J and I have been friends since 2000 when we bonded working for a publication in Orlando, Florida. Back then, and I guess even now, Orlando was not the most diverse of places. It was shocking to relocate there after living in Berkeley, California, for five years. I remember thinking that I was no longer Hapa here. From the moment I returned to my home state of Florida, I was at worst “a slant-eyed starch-lover” and at best “Chinese.” It was like all I had learned, all I had been part of and fought for and discovered, didn’t matter anymore. There was no room for multiracial dialogue here. Getting someone to say “Asian” or “Asian American” instead of “Oriental” was feat enough in itself.

This was when J and I lived in Brooklyn and only a short bike ride apart — she was in Park Slope and I was in Cobble Hill, circa 2008.
It was special to have a fellow Hapa at work.
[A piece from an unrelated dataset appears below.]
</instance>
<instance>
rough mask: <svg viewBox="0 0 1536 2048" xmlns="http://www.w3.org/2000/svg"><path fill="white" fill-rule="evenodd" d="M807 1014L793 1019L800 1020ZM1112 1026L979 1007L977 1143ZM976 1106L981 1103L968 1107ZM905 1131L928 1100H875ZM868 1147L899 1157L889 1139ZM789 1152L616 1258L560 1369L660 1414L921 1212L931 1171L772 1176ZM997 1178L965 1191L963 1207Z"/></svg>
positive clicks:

It was also revealing. In many ways we were a lot alike. We both had Asian mothers who came from their respective countries of origins in their 20’s. We both had American fathers. And we both had been raised in the South in somewhat fanatical evangelical households. But then she was Filipino and African American, and I was Korean and Caucasian. The world looked at us as two very different people, even though when we talked about life, our Asian mothers and our experiences with religion, we shared so much.
J and I would both end up in New York City for many years, including a magical time when we were both in Brooklyn, which is when I took that pic of her at the top of this post. But in 2009 I moved to SF and she went to Seattle. J would return to the Big Apple once again before making this latest trip West.
Over dinner we talked about the couple’s recent trip to Ireland to visit her partner’s family. Cork was beautiful, she said, but not very diverse. One part of her would live there, but the other part knew she didn’t want to be one of the few “brown” people in town. We talked a little about California, about being mixed and about being Hapa. “People don’t blink an eye at mixed kids here anymore,” I told her. “I know,” she said. “Almost every other family I see here is mixed.”
It feels surreal to have this dear old friend as a neighbor again — third time’s a charm! I hope they love it here.